2003’ün temmuzundan, 2024’ün mayısına…
Zaten Hazine’nin sitesinde borçlanmaya ilişkin veriler 2003 yılı ocak ayına kadar gidiyor ve aradan geçen yirmi bir yılı aşan dönemde yalnızca 2003’ün ilk yedi ayındaki(Haziran 2003 hariç) iç borçlanma faizi bu yılın mayısındaki orandan yüksek. 2003’ün temmuz ayından sonra hiçbir ayda bu yılın mayısındaki kadar yüksek oranla borçlanılmamış.
Yüzde 6’ya kadar inildi
Hazine’nin iç borçlanma faizi 2010-2016 döneminde genellikle tek hanede seyretti.

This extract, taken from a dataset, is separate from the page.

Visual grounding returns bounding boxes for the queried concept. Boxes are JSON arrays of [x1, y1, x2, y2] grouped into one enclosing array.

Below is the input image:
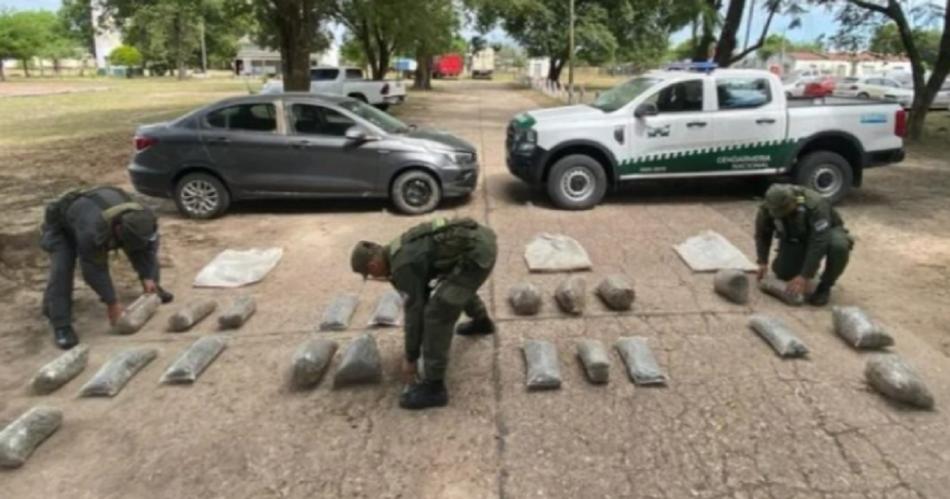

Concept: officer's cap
[[350, 241, 383, 279], [765, 184, 796, 217], [119, 210, 158, 251]]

Hatta bu dönemde Mayıs 2013’te borçlanma faizi yüzde 6.09’a kadar geriledi. Zaten bu oran, 2003 yılı başından bu yana geçen dönemde kaydedilen en düşük oran oldu.
Hem faiz düştü, hem kompozisyon iyileşti
Faizin tek haneli seyrettiği dönemlerde yalnızca düşük faiz gibi bir avantaj yakalanmadı. Uzunca bir dönem iç borçlanmada döviz cinsinden borç alınmadı. Zaten daha önce de döviz cinsi borçlanma pek yoktu da, var olanlar da sıfırlandı ve 2012- 2017 döneminde hiç döviz cinsi borçlanmaya gidilmedi.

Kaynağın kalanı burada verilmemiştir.